7. The adjusting mechanism according to claim 6, wherein said driving element comprises a rotatable eccentric member and a slide part which is moved towards and away from an outer periphery of said bushing by rotation of said eccentric motor.

8. The adjusting mechanism according to claim 7, wherein said eccentric member is composed of a shank and a pair of journals provided at ends of said shank respectively, said shank being disposed eccentrically with respect to said journals and engaging said slide part.

9. The adjusting mechanism according to claim 5, further comprising an intermediate member held in interchangeable fashion between said driving element and said ajusting ledges.

10. The adjusting mechanism according to claim 5, further comprising a correction member disposed between said driving element and said adjusting ledges, said correction member being firmly connected to said driving element.

11. The adjusting mechanism according to claim 5, further comprising a stop device to define a lowermost position of said driving element.
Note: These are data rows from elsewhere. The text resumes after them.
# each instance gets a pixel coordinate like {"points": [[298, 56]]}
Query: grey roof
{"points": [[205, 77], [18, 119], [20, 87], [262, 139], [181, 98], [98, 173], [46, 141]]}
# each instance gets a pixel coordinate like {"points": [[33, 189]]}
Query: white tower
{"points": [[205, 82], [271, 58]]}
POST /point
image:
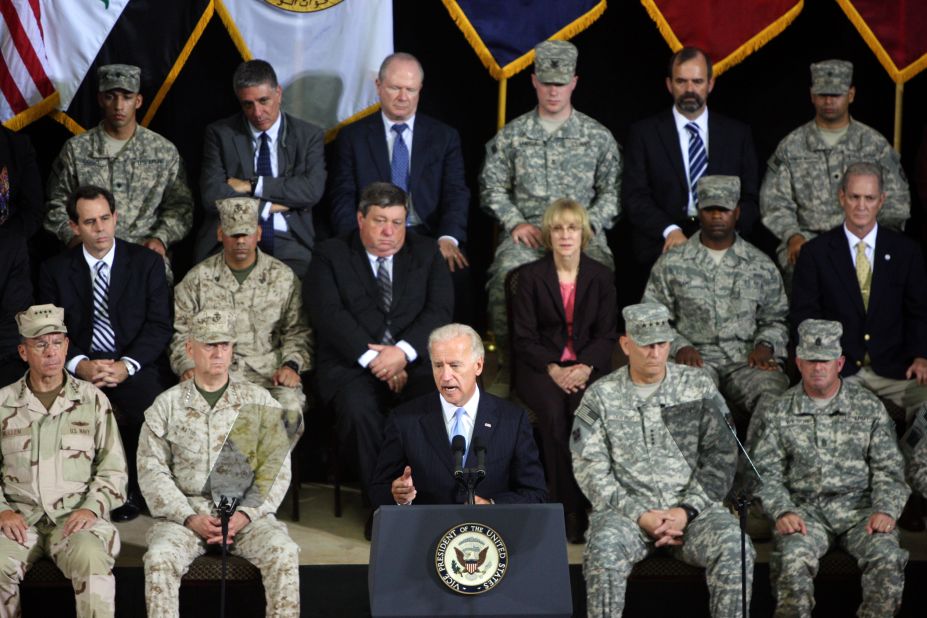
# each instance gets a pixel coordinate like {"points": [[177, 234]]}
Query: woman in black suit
{"points": [[564, 317]]}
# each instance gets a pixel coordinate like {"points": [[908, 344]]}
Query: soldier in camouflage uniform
{"points": [[182, 438], [832, 475], [141, 168], [551, 152], [798, 198], [653, 455], [726, 301], [63, 471], [264, 294]]}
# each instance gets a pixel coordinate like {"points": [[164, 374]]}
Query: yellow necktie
{"points": [[863, 272]]}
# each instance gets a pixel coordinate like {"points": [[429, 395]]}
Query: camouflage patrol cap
{"points": [[238, 215], [647, 323], [718, 191], [122, 76], [819, 340], [213, 326], [555, 62], [831, 77], [40, 320]]}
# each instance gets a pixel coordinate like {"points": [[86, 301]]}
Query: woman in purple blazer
{"points": [[564, 315]]}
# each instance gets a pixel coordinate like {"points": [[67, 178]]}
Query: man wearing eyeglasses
{"points": [[63, 470]]}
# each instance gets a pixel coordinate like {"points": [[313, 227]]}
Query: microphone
{"points": [[458, 447], [480, 450]]}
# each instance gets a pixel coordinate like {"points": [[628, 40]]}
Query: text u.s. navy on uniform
{"points": [[63, 472], [653, 454], [832, 476]]}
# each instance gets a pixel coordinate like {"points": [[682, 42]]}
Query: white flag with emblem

12. The adjusting mechanism according to claim 6, further comprising a stop device to define a lowermost position of said bushing, said stop device being composed of a projection extending axially from said bushing and a pin projecting radially from said drive spindle, said lowermost position being defined by said projection lying in a path of revolution of said pin.

13. The adjusting mechanism according to claim 12, wherein said externally threaded portion of said drive spindle has screw threads of a predetermined pitch, and said projection and said pin are separated axially of said drive spindle by a distance corresponding to an integral multiple of said predetermined pitch each time said pin becomes axially aligned with said projection.
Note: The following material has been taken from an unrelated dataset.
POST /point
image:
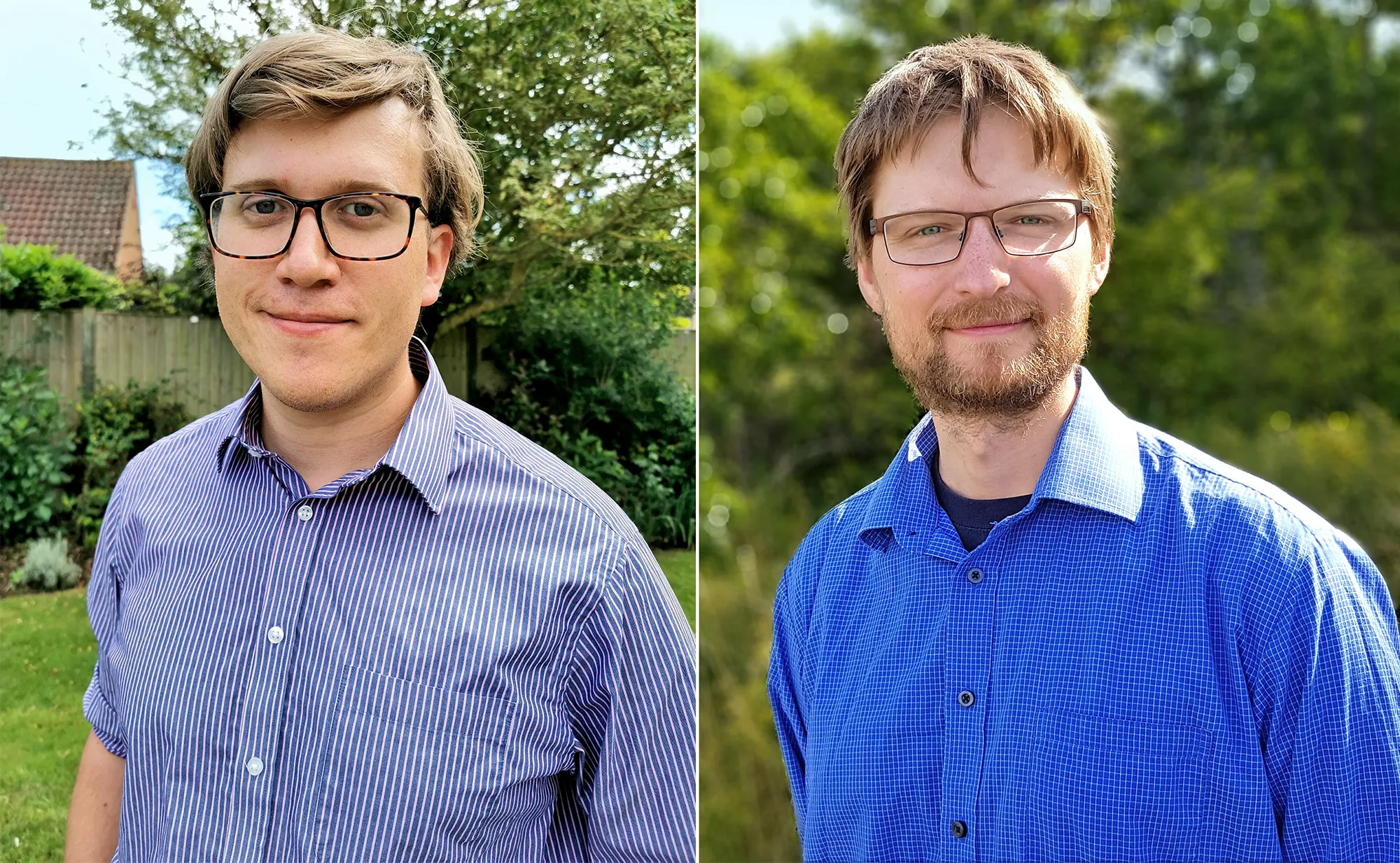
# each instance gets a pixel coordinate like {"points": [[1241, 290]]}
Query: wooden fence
{"points": [[85, 349]]}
14. The adjusting mechanism according to claim 5, further comprising limiting means to define an uppermost limit on movement of said driving element.

15. The adjusting mechanism according to claim 6, further comprising limiting means to define an uppermost limit on movement of said bushing, said limiting means including a pressure spring which is compressed when said bushing becomes unthreaded from said threaded portion of said drive spindle.

16. The adjusting mechanism according to claim 7, further comprising limiting means to define an uppermost limit on movement of said bushing, said limiting means including a pressure spring which encircles said eccentric member, said pressure spring being compressed when said bushing becomes unthreaded from said threaded portion of said drive spindle.

17. The adjusting mechanism according to claim 2, wherein said stepping motor is a multiphase motor.

18. The adjusting mechanism according to claim 17, wherein said multi-phase motor has a multiplicity of phases including a selected phase, said motor being operable through successive steps by energisation of said phases, and further comprising a control to arrest operation of said motor at a zero position of each said stitch cam, said control including a microswitch which is operated when said motor is a few steps away from said zero position and means to de-energise said motor in response to operation of said microswitch when said selected phase is energised.

19. The adjusting mechanism according to claim 2, wherein said stepping motor has a drive shaft, and further comprising a spindle firmly secured to said drive shaft, a radial bearing supporting said spindle, and a pressure spring acting on said radial bearing to prestress said radial bearing.